Haemostatic Imbalance in Patients With Chronic Liver Disease

NCT ID: NCT03589430

Last Updated: 2018-07-18

Basic Information

• Recruitment Status: UNKNOWN
• Total Enrollment: 100 participants
• Study Classification: OBSERVATIONAL
• Study Start Date: 2018-09-01
• Study Completion Date: 2020-03-30

Brief Summary

To assess the level of protein C, S ,antithrombin in patients with liver cirrhosis To correlate the level of these parameters with the degree of liver cirrhosis To correlate the level of procoagulants with the level of anticoagulant proteins in liver cirrhosis

Detailed Description

The liver has a cardinal role in the haemostatic system. Liver has the major role in synthesizing all clotting factors and coagulation inhibitors. Under the physiological conditions the balanced levels of procoagulant and anticoagulants determine the risk of hemorrhage and thrombosis.

In chronic liver disease due to chronic hepatitis and underlying cirrhosis, this haemostatic imbalance leads to hypercoagulability which favors thrombosis despite the longer coagulation times of their plasma, compared with that of healthy individuals. The end stage cirrhosis is however predominately associated with bleeding tendency.

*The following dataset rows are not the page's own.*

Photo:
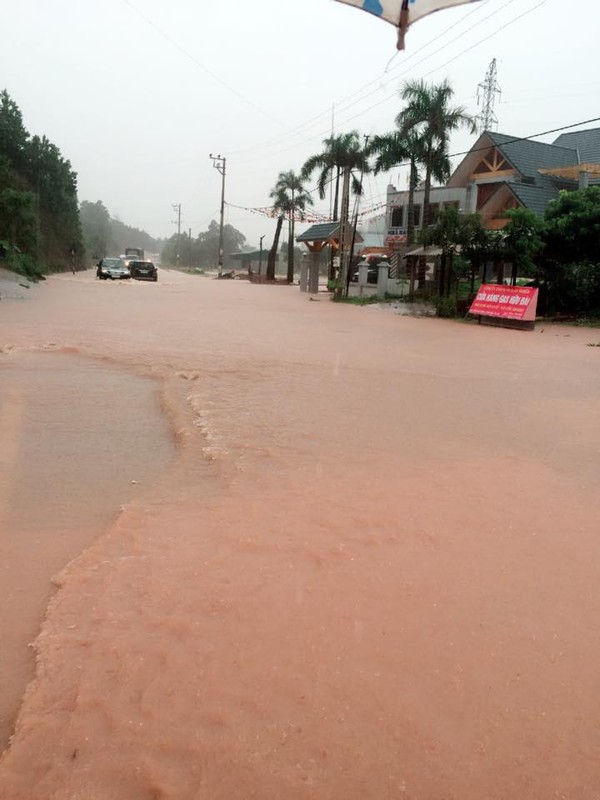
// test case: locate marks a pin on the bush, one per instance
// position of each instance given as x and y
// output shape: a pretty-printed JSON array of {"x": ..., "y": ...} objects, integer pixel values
[{"x": 446, "y": 307}]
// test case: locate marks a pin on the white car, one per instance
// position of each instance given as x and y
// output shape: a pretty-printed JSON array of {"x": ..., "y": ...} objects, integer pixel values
[{"x": 112, "y": 268}]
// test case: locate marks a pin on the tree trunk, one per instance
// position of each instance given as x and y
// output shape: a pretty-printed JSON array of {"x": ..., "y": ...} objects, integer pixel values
[
  {"x": 291, "y": 250},
  {"x": 410, "y": 216},
  {"x": 427, "y": 193},
  {"x": 331, "y": 275},
  {"x": 273, "y": 251},
  {"x": 344, "y": 229},
  {"x": 442, "y": 275}
]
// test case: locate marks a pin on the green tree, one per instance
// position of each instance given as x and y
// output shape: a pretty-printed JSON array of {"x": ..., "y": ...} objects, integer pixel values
[
  {"x": 429, "y": 116},
  {"x": 291, "y": 199},
  {"x": 35, "y": 167},
  {"x": 203, "y": 251},
  {"x": 570, "y": 267},
  {"x": 95, "y": 223},
  {"x": 344, "y": 157},
  {"x": 573, "y": 226}
]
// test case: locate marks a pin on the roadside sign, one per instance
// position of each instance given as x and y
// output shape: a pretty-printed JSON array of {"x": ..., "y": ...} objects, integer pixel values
[{"x": 506, "y": 302}]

Protein C (PC) and protein S (PS) are vitamin K-dependent glycoproteins, that act as natural anticoagulants.

Antithrombin III (AT III) is a natural anticoagulant that is synthesized exclusively in parenchymal cells of the liver The cause of hypercoagulability in chronic liver disease is the reduced level of protein C and increased level of factor VIIIa .As a consequence of hypercoagulability, the deep vein thrombosis, pulmonary embolism, hepatic and portal vein thrombosis may occur.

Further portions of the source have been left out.